News that Ali was about to break his silence caused a stampede. "Now you know what it's like without me," he smiled.
Mike Tyson is employing a similar policy but in contrast to Ali there is no mischief involved. The reason for Tyson's reluctance to make public utterances, other than in meeting obligations to television, appears to be paranoia. It would explain why no outsider apart from Marc Ratner, of the Nevada State Athletic Commission, has been permitted to observe him in sparring.
At the only press conference Tyson agreed to attend prior to a comeback against Peter McNeeley at the MGM Grand here, he spoke bitterly about some of the things written since his release from prison. "There are assassins in the world," he said, adding mysteriously, "people who hide behind buses when you jump out into the snow. Then there are character killers."
Tyson seems most troubled by implications drawn from a renewal of his relationship with Don King. Turning on a writer who has been harshly consistent in this, he said: "The best thing you'll ever know is me talking to you."

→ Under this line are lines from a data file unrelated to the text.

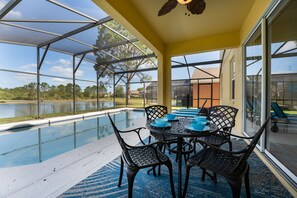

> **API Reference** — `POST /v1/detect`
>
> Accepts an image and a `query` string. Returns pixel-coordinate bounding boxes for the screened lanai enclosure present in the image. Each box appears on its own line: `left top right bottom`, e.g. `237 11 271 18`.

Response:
171 51 223 109
0 0 224 123
0 0 159 123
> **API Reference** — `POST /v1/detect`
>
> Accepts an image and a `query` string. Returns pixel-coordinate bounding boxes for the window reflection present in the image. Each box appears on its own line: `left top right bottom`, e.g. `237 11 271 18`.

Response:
245 26 262 136
267 0 297 177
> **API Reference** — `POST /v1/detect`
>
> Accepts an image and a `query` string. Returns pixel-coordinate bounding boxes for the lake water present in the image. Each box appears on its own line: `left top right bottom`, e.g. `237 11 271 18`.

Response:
0 101 114 118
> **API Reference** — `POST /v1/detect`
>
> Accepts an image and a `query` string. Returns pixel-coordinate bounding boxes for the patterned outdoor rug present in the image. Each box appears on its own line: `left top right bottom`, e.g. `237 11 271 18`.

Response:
60 140 292 198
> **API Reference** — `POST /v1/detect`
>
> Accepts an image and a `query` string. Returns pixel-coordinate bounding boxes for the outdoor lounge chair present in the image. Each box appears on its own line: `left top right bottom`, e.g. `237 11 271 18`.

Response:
108 113 176 198
183 117 270 198
173 99 208 117
271 102 297 124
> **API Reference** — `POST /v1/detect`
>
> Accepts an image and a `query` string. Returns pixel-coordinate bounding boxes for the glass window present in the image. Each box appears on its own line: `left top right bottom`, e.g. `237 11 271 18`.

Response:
231 59 235 100
266 0 297 178
244 25 262 136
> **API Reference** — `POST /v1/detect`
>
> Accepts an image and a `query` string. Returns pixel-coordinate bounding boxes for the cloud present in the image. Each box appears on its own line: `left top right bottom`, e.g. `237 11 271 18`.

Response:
51 78 68 85
49 59 84 78
19 63 36 70
14 73 35 84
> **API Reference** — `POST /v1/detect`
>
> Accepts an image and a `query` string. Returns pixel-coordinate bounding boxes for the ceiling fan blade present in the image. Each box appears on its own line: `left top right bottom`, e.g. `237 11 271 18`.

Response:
158 0 178 16
187 0 206 15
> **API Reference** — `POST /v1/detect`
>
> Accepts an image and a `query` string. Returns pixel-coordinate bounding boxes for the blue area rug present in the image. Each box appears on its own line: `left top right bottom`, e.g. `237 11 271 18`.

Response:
60 140 292 198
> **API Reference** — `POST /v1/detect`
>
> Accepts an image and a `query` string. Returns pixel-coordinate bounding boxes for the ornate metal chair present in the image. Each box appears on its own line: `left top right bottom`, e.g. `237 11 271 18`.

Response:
183 117 270 198
108 113 176 198
199 105 239 151
145 105 194 174
145 105 169 144
193 105 238 181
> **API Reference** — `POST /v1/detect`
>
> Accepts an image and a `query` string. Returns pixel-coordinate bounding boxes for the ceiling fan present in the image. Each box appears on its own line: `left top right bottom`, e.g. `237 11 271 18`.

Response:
158 0 206 16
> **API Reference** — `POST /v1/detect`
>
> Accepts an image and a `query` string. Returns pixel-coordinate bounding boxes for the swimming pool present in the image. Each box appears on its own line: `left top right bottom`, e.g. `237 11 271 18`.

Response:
0 110 145 168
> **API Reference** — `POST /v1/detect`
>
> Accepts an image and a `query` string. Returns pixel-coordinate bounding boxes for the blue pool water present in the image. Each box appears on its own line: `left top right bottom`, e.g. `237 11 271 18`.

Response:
0 110 145 168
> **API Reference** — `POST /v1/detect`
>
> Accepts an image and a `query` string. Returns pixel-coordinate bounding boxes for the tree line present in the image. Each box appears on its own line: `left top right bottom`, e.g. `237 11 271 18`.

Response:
0 82 113 100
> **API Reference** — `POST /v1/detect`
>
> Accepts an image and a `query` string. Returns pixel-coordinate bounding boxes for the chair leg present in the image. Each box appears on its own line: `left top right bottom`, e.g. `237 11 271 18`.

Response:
126 167 139 198
245 165 251 198
227 178 242 198
213 173 217 184
182 165 192 198
158 164 161 176
228 140 233 151
147 166 157 177
201 168 206 181
148 135 151 144
118 156 124 187
164 161 176 198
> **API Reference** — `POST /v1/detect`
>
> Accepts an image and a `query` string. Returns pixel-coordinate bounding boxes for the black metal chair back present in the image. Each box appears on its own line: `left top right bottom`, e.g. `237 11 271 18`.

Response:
208 105 238 133
107 113 136 167
234 118 270 172
145 105 167 121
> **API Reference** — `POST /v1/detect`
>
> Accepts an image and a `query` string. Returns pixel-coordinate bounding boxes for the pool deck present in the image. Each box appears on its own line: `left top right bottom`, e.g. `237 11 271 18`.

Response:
0 108 149 198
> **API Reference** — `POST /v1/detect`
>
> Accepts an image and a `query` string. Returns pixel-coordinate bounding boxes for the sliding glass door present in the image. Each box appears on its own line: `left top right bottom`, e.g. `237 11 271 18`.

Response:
266 0 297 180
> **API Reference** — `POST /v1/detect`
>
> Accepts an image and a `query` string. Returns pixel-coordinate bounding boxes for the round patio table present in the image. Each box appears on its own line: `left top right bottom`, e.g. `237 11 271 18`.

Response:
146 118 219 198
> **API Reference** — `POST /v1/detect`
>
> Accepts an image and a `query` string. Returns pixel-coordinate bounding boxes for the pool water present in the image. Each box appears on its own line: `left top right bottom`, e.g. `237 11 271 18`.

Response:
0 110 145 168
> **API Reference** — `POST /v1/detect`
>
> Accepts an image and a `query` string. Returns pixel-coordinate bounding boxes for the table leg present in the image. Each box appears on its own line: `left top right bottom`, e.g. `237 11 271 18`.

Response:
177 137 183 198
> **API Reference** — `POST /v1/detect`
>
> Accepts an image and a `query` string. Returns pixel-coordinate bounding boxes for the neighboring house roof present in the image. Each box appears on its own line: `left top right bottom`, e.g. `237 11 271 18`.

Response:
130 90 140 95
191 67 220 84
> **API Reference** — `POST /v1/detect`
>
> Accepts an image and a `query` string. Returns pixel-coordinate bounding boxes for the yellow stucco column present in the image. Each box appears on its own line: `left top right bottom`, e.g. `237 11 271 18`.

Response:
157 53 172 112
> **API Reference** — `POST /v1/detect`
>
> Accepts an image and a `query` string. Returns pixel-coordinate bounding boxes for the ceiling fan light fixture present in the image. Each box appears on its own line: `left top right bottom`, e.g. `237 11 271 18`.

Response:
177 0 192 5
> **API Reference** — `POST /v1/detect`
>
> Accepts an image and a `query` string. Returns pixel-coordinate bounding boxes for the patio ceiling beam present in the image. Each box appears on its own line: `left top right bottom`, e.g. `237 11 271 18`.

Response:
0 22 97 51
246 52 297 62
171 60 222 68
0 0 21 19
193 66 218 78
278 47 297 55
97 38 138 51
96 53 156 65
74 54 86 73
115 73 125 86
273 41 287 55
38 44 50 70
74 38 138 56
126 58 146 83
114 67 157 75
97 64 109 80
0 19 95 23
47 0 98 22
184 56 191 80
219 50 226 77
172 60 185 65
102 24 157 67
38 16 112 48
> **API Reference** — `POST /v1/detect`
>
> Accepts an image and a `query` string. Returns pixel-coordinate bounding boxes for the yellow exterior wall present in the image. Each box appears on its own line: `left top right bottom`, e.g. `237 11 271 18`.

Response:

The connection with King has clearly been modified. "I don't want you giving away my business," he snapped when the promoter announced Tyson is receiving a purse of $25m with $500,000 in training expenses. Turning on King again, Tyson instructed him not to interrupt. It was considered significant when King complied meekly with this instruction.
From things Tyson said later when interviewed on television, King is no longer in a position to influence him. "Sometimes Don is like a kid, sometimes like a father," Tyson said. "He's the best promoter in the world and I love him, but it's a partnership."
If Tyson is a changed man, it will be clear tomorrow that he is technically the same boxer. The style will be that which once spread terror throughout the heavyweight division. "I can't fight any other way," he said. "I will knock out McNeeley. When? Wait and see. I never did make predictions."
As for remorse, he does not feel any. "I got myself into a bad situation," he said revealingly. It sounded almost like a confession. "I black out the bad things that bother me. You've got to write your own book and the main objective now is money."
Claiming to have a different outlook on life, Tyson added: "I know how hard it is to accomplish anything." It was the most encouraging thing McNeeley had heard all week.